Neena Budhiraja on her learning at Ola and Google


I caught up with Neena Budhiraja, Director of Product Management, Growth at Ola, at this year’s edition of TechSparks. Neena had a long stint at Google Mountain View (global headquarters) before moving back to India to join Ola.

Neena loves creating tech products that solve the basic necessities of people seamlessly, saving time that can be devoted elsewhere.
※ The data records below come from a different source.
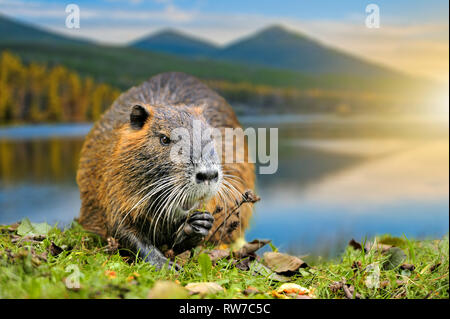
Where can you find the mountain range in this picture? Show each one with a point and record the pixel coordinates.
(274, 47)
(274, 57)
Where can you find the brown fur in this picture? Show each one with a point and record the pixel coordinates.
(110, 174)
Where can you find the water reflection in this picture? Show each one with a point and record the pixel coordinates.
(333, 183)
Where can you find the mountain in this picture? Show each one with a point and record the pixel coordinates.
(279, 48)
(174, 42)
(14, 31)
(274, 47)
(124, 66)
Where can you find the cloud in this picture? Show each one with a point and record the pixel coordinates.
(420, 49)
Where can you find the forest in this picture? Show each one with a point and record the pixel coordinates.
(36, 93)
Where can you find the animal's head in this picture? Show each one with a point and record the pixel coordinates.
(170, 159)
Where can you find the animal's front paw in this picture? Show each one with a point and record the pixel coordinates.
(193, 231)
(198, 224)
(156, 258)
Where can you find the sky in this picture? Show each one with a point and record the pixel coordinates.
(413, 35)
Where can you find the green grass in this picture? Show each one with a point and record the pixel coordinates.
(24, 275)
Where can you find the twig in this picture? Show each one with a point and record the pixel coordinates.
(247, 197)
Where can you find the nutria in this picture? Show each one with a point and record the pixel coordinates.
(132, 191)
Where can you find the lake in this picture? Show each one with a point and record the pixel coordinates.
(338, 178)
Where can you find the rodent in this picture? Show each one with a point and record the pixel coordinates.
(132, 191)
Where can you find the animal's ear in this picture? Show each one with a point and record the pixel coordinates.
(138, 116)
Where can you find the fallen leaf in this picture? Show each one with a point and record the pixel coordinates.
(291, 288)
(204, 288)
(250, 248)
(353, 243)
(217, 254)
(183, 258)
(111, 274)
(336, 286)
(251, 291)
(434, 267)
(283, 263)
(165, 289)
(55, 250)
(356, 266)
(27, 228)
(278, 295)
(349, 292)
(383, 248)
(265, 271)
(113, 245)
(396, 257)
(205, 265)
(409, 267)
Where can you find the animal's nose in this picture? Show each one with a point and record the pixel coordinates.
(207, 176)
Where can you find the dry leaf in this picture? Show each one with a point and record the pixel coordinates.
(113, 245)
(167, 290)
(283, 263)
(409, 267)
(353, 243)
(218, 254)
(111, 274)
(204, 288)
(55, 250)
(291, 288)
(251, 291)
(183, 258)
(349, 291)
(250, 248)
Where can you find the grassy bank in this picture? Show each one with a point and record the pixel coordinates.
(47, 265)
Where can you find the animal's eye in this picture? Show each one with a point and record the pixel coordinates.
(164, 140)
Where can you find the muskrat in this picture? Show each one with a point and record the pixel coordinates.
(132, 191)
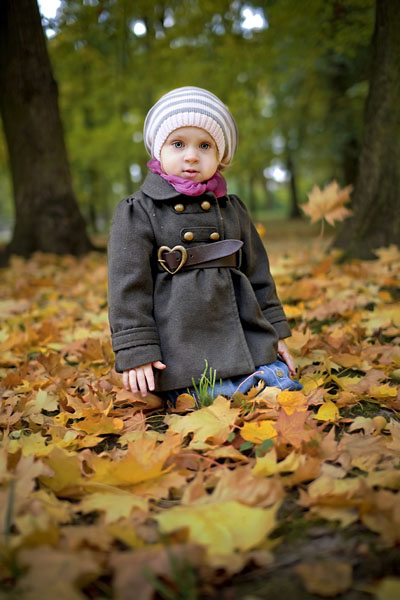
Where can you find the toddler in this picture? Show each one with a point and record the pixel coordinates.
(189, 278)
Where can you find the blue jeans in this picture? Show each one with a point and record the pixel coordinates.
(275, 374)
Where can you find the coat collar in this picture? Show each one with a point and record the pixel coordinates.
(158, 188)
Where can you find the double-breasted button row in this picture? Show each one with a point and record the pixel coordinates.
(189, 236)
(205, 205)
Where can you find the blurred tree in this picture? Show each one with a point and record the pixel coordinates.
(376, 202)
(47, 215)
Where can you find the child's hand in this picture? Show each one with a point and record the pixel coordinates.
(285, 355)
(141, 378)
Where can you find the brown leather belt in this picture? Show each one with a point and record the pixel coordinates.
(217, 254)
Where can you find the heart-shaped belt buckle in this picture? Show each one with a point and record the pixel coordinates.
(162, 262)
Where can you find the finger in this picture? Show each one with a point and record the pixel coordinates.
(148, 372)
(141, 382)
(132, 381)
(159, 365)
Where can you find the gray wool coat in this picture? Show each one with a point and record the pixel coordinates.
(229, 317)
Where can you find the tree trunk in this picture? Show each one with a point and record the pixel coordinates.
(294, 212)
(376, 202)
(47, 217)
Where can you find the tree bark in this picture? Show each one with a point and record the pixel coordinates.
(376, 202)
(294, 212)
(47, 217)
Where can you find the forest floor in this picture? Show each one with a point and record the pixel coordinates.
(270, 495)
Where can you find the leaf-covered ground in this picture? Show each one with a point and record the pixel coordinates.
(291, 495)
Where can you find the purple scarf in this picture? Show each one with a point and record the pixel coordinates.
(216, 184)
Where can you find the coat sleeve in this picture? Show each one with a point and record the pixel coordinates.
(255, 265)
(134, 333)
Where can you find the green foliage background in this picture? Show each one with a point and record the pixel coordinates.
(296, 87)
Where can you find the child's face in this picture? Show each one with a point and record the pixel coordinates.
(191, 153)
At Ola, she has led customer and driver growth initiatives to contribute to the rapid and sustainable scaling of the cab business.
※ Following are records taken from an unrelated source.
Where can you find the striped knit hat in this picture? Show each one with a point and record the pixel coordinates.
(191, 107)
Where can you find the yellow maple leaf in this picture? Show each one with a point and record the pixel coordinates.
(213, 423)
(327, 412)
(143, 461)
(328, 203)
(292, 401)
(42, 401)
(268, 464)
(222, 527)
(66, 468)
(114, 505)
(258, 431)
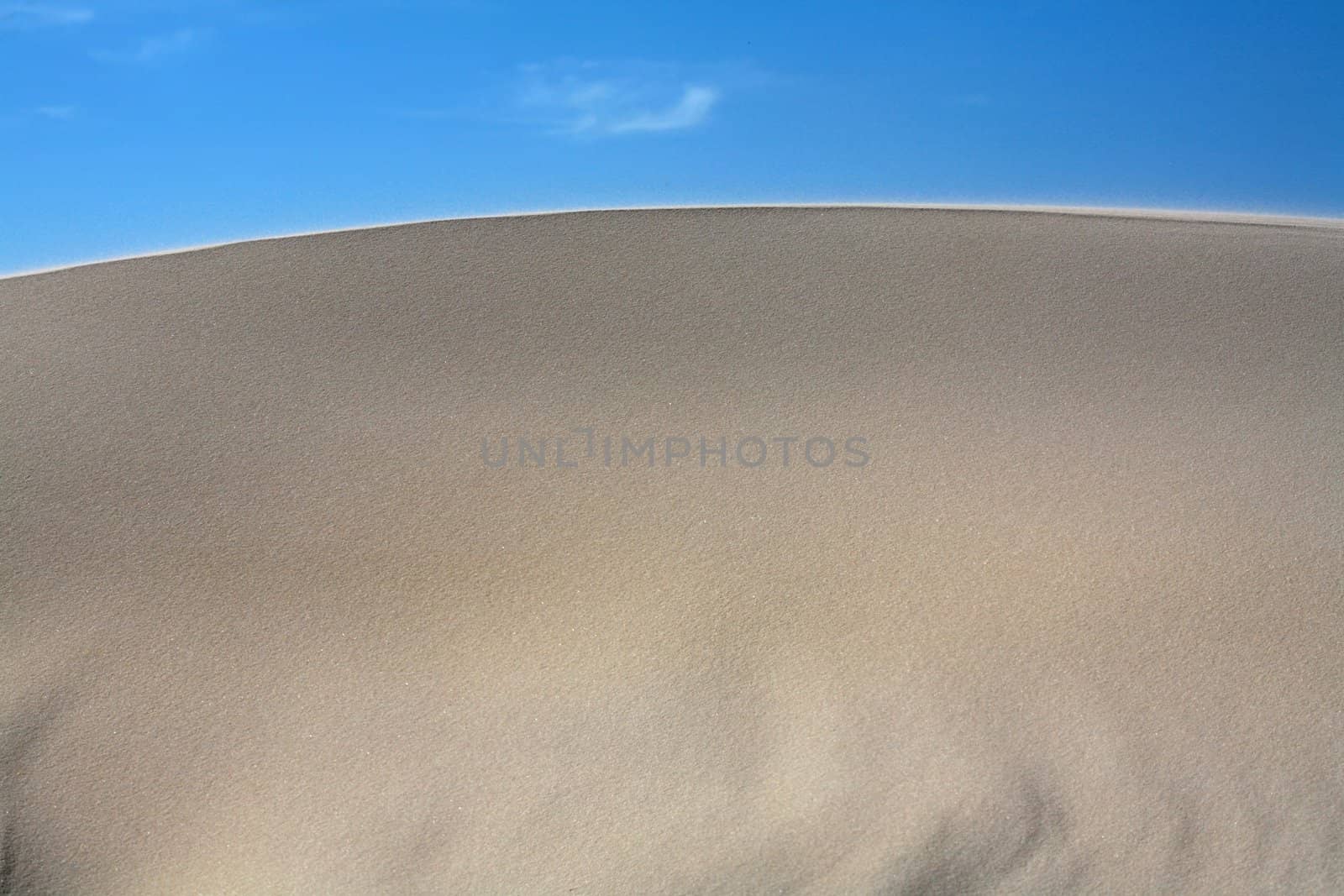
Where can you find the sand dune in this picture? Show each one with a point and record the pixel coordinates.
(1061, 611)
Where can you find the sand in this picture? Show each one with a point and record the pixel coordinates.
(1061, 611)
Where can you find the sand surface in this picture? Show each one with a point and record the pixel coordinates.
(1068, 617)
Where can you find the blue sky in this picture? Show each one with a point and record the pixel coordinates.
(139, 125)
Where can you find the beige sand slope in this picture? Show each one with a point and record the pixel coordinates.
(273, 625)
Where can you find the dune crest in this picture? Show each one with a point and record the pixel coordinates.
(275, 622)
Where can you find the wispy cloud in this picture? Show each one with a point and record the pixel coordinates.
(154, 49)
(606, 100)
(26, 16)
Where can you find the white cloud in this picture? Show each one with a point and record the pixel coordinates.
(154, 49)
(689, 112)
(24, 16)
(604, 100)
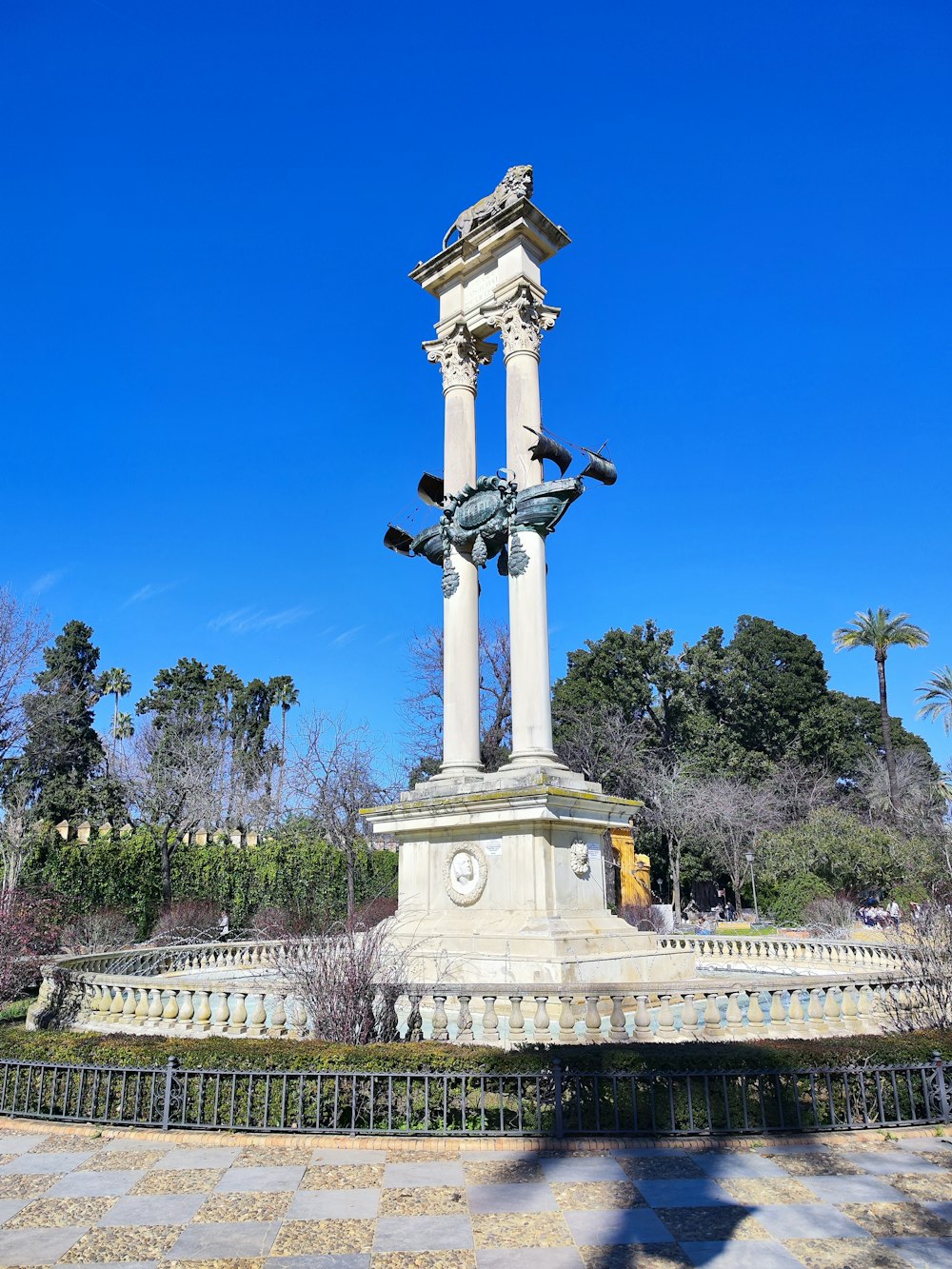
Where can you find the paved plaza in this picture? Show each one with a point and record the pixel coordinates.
(76, 1200)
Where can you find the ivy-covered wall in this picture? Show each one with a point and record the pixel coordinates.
(295, 869)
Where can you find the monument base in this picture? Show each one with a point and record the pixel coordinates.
(508, 881)
(498, 951)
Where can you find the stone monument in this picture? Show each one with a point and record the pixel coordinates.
(503, 876)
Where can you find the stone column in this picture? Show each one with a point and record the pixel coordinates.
(521, 320)
(460, 355)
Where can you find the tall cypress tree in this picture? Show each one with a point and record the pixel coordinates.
(63, 755)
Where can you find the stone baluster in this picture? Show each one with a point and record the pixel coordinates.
(756, 1014)
(464, 1021)
(441, 1023)
(832, 1009)
(814, 1012)
(689, 1021)
(257, 1016)
(735, 1020)
(863, 1008)
(665, 1020)
(117, 1005)
(490, 1021)
(849, 1004)
(204, 1010)
(141, 1016)
(154, 1014)
(541, 1021)
(796, 1020)
(414, 1020)
(106, 1002)
(517, 1021)
(277, 1024)
(593, 1020)
(221, 1010)
(643, 1020)
(129, 1008)
(712, 1017)
(566, 1021)
(187, 1009)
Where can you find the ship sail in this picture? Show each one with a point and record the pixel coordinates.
(547, 448)
(430, 490)
(601, 468)
(398, 540)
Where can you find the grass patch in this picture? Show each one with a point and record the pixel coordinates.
(15, 1010)
(224, 1054)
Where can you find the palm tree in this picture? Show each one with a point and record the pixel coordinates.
(122, 728)
(882, 631)
(936, 697)
(116, 683)
(285, 696)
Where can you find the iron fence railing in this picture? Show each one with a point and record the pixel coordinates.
(552, 1103)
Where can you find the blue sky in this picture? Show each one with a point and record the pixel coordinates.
(212, 391)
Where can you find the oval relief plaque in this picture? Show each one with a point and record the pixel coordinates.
(465, 873)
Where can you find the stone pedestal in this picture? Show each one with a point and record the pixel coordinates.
(503, 877)
(506, 883)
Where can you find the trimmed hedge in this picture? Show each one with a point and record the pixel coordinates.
(224, 1054)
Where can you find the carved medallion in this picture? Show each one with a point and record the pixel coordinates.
(465, 873)
(579, 858)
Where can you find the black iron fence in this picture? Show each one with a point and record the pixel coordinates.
(551, 1103)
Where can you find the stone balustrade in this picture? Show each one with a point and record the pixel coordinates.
(506, 1016)
(769, 987)
(750, 949)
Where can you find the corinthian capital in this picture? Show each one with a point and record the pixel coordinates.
(460, 357)
(521, 321)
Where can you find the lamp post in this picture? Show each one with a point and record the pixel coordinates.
(749, 858)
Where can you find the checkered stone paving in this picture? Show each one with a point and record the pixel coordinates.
(78, 1200)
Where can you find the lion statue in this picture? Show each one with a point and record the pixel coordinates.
(514, 186)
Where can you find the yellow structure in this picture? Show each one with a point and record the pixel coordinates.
(634, 871)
Ola is known for launching several new and innovative products like Ola Cafe, Ola Store, Ola Shuttle, Ola Outstation and Ola Rental over and above the point-to-point pick up and drop that makes up the company’s core business.

There is generally a mind block that a customer has to overcome in order to move from a current product to a new one that might be superior but requires the user to step out of his or her comfort zone.
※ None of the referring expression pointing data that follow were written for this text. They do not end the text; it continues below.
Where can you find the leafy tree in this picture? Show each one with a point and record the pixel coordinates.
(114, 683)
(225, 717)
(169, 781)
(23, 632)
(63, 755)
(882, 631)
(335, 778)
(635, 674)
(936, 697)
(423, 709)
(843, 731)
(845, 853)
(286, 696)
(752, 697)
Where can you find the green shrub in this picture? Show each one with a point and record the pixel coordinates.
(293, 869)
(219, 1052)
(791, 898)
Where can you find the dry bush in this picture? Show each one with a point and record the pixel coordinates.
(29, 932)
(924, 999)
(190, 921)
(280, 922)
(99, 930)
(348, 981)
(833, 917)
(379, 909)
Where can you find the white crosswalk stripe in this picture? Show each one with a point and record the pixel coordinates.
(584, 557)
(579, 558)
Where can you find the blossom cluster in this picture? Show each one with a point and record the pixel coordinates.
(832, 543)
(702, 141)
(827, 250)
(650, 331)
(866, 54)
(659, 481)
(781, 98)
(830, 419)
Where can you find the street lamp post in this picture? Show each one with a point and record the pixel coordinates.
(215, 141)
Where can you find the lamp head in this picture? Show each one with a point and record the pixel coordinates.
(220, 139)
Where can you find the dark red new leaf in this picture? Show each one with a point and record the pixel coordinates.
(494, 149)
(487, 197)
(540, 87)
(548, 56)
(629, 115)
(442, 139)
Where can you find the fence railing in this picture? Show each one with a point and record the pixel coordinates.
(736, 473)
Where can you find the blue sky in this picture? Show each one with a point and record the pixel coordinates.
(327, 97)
Neena feels that discounts and price cuts are the easiest way to get people to try out a new product. “Unfortunately, that’s the economy we live in. So we often resort to pricing strategies when launching a new product. But the best way to get a user base for something new is if your product is so good, and if you are solving a problem for the customer that is so innately frustrating for him, then he is hooked.”

Other effective ways to make a new product work is word of mouth or getting the endorsement from another trustworthy service provider. An example would be YouTube getting endorsed by Google, or the endorsement of a celebrity. The team has to brainstorm and decide what works best.

Neena’s stellar stint at Google started as a financial analyst, but she was soon appointed as Display Ads Chief of Staff, thanks to the growth spurt era of the company. She was managing annual strategies and later took over as the Product Manager for the brand display ads, essentially being a key member in the direct response advertisement division of Google.

I quiz her about what Indian startups can learn from one of the most admired employers of the tech world, as she is somebody who was an insider. According to Neena, the answer is threefold:

  • Google has really cracked the way to make every last engineer or sales person feel ownership of the problem. She feels that all organisations, irrespective of being Indian or not, can learn from Google. Indian startups still have a bit of top-down culture, where the lower rung is not used to taking up ownership.
  • Innovation is not a luxury, but a necessity for Google. They can afford to invest a lot of time and money on innovative new products and processes. Indian startups need to solidify their revenue base such that they have the liberty to diversify in multiple directions. Indian startups tend to focus on scale and not sustainability.
  • Neena also feels that India is not lacking in talent. She says, “Ola is solving the same problems as Uber. But Indian work culture needs to develop the Google mentality of asking the question – ‘How can we make something good even better?’

The general Silicon Valley culture is worth learning from - from distancing oneself from day to day details to think of the big picture, to going beyond ensuring one’s team is meeting the work goals to seeing to it that the team is eating healthy and working out, making the organisation a wonderful place to work just requires a bit of thought. After all, founders and employees of startups are responsible for defining the culture of companies, and the Indian startup ecosystem has the potential to easily match up to international standards.